The Sidama drive for statehood, which goes back decades, triggered days of deadly clashes in July between activists and security forces after the activists threatened to unilaterally declare a new regional state. The unrest prompted the government to place Ethiopia’s Southern Nations, Nationalities, and Peoples’ Region (SNNPR) under the control of soldiers and federal police.
If the referendum passes as expected, the Sidama will control local taxes, education, security and laws in a new self-governing region.
Several other groups in the south of the country have already launched plans for self-determination similar to that of the Sidama, who make up about four percent of Ethiopia’s more than 100 million people. Some analysts fear the vote could embolden groups with similar demands and unleash further ethnic violence.
“The Sidama referendum will be a big test for Ethiopia’s multinational federalism, on how it can accommodate various self-determination rights and, crucially, what comes after the referendum,” Abebe Aynete, a senior researcher at Ethiopian Foreign Relations Strategic Studies, a local think-tank, told Al Jazeera.
Federal system
On Wednesday morning, the mood in the regional capital, Hawassa, appeared calm as people formed long queues at polling stations at dawn. Overall, some 2.3 million people have registered to vote.
Away from the polling stations, the streets of Hawassa were much quieter than usual, with Wednesday declared a holiday for the vote. Heavily armed police and soldiers patrolled the streets.
“The voting process is inclusive, smooth, transparent and exciting,” Fantahun Hatiso told AFP news agency after casting his ballot.
“I voted for a decision that I believe will work towards development, peace and personal wellbeing.”
The referendum on autonomy springs from a federal system designed to provide widespread ethnic self-rule in a hugely diverse country, Africa’s second-most populous. At present, Ethiopia is partitioned into nine semi-autonomous regional states – with the Sidama voting for a potential tenth.

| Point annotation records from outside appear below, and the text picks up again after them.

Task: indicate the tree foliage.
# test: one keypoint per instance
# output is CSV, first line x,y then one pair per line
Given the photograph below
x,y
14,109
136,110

The constitution requires the government to organise a referendum for any ethnic group that wants to form a new entity. The dormant Sidama campaign gained fresh momentum after Prime Minister Abiy Ahmed, winner of this year’s Nobel Peace Prize, took office in 2018 and began introducing a series of political reforms.
“I consider witnessing this day as if I was borne again,” Yerusalem Kabiso, who lost her 24-year-old brother in the July clashes, told Reuters news agency.
“We lived our whole life under oppression, as a child I remember chopped heads of Sidama people displayed at the market, I will never forget the head of my brother in law.”